The premise: ORSK, an IKEA-like furniture store, is haunted, and its employees face a night of paranormal horror.
Feeling stuck in her dead-end job, Amy hopes that a transfer to a new location will be the kick she needs to get out of the workaday rut. Standing in her way is Basil, a devoted ORSK manager who has sold himself body-and-soul to the corporate culture. They come to a begrudging agreement: If Amy is willing to help Basil find out who has been vandalizing the warehouse, he will approve her transfer.

That night, Amy and her sweetly pleasant co-worker Ruth Anne help Basic patrol the store. They come across bizarre graffiti and various noxious damages to furniture. Along the way, they discover two other employees, Tiffany and Matt, have snuck into the store to record paranormal phenomena.
At first, the only sign of bizarre activity is that Carl, a homeless man, has been living inside the store at night. When Tiffany insists on conducting a séance to contact the spirits, Carl is possessed by the spirit of Josiah Worth, the sadistic warden of a 19th Century asylum which had occupied the same location as the ORSK store. The warden has plans to rehabilitate Amy and her co-workers from their sinful ways.
And here is where author Grady Hendrix hits his stride: The rehabilitation exercises are analogous to the soul-sucking requirements of corporate culture. Amy, who has always longed for a simple desk job, finds herself literally bound to a chair by the plastic strips used to bind bundles of cardboard. The torturous pressure of the bands forces Amy to confront her own limitations: Her lack of drive, her willingness to quit when things get tough. Warden Worth assures her that if she would simply succumb to the treatment, she would be cured of her sinful nature and would become a useful cog in the machine.
Likewise, Amy’s co-workers face the existential tortures of mind-numbing, soul-deadening jobs: An endless treadmill; working their fingers to the bone.

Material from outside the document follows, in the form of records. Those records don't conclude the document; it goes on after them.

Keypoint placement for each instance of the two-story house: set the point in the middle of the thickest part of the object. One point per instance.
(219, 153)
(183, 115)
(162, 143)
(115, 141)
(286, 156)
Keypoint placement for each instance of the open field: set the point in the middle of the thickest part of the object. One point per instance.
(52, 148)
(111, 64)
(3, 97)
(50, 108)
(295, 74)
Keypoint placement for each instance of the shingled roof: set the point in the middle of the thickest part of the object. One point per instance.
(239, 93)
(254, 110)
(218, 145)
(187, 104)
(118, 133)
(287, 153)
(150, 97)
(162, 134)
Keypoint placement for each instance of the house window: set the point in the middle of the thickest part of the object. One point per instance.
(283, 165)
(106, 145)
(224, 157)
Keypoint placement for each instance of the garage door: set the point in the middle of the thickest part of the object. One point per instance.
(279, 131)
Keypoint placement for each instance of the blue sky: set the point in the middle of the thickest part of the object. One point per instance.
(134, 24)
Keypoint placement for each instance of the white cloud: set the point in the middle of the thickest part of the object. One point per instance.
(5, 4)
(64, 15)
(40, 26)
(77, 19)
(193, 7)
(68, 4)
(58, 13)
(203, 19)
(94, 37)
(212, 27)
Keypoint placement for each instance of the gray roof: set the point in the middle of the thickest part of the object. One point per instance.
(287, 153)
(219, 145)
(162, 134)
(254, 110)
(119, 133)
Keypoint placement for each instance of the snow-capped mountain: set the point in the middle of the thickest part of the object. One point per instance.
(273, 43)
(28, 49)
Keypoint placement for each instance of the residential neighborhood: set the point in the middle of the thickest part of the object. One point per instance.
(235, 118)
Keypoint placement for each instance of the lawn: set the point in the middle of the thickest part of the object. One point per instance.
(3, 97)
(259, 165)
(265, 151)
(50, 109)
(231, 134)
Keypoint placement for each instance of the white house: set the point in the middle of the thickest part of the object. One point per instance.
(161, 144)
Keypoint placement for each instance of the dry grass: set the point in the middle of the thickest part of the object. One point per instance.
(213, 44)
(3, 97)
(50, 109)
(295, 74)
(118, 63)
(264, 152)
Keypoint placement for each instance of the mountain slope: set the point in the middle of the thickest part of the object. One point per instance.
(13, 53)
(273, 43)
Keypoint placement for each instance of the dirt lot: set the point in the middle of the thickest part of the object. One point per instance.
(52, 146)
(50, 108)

Amy digs deep and discovers her courage, and she and Basil – no longer nemeses – find they have more in common. They set about attempting to rescue their colleagues from Warden Worth and his ghostly prisoners.

Hendrix fashions a recognizable environment. ORSK shares many qualities with IKEA, but it could also stand for any corporate grindstone. Employees are at risk of becoming like the ghostly inmates who haunt the premises:
“Their faces were the worst. They were smeared, obscured, covered in a black veil as if something had smudged their features with a dirty eraser, leaving nothing behind but indistinct knobs of shadow. No eyes, no mouth, no nose, no humanity; their individuality rubbed out.”
My sole complaint is that the story progressed at an unvarying pace. Even as horror elements come into play, even as Amy throws herself into rescuing her colleagues, the pacing never accelerates toward the conclusion. It felt like the story was stuck in a 50-mph speed zone and never got into the passing lane.
Overall, Horrorstör is clever and fun, and Hendrix creates an effective and elaborate metaphor for the horror of soul-deadening corporate work culture.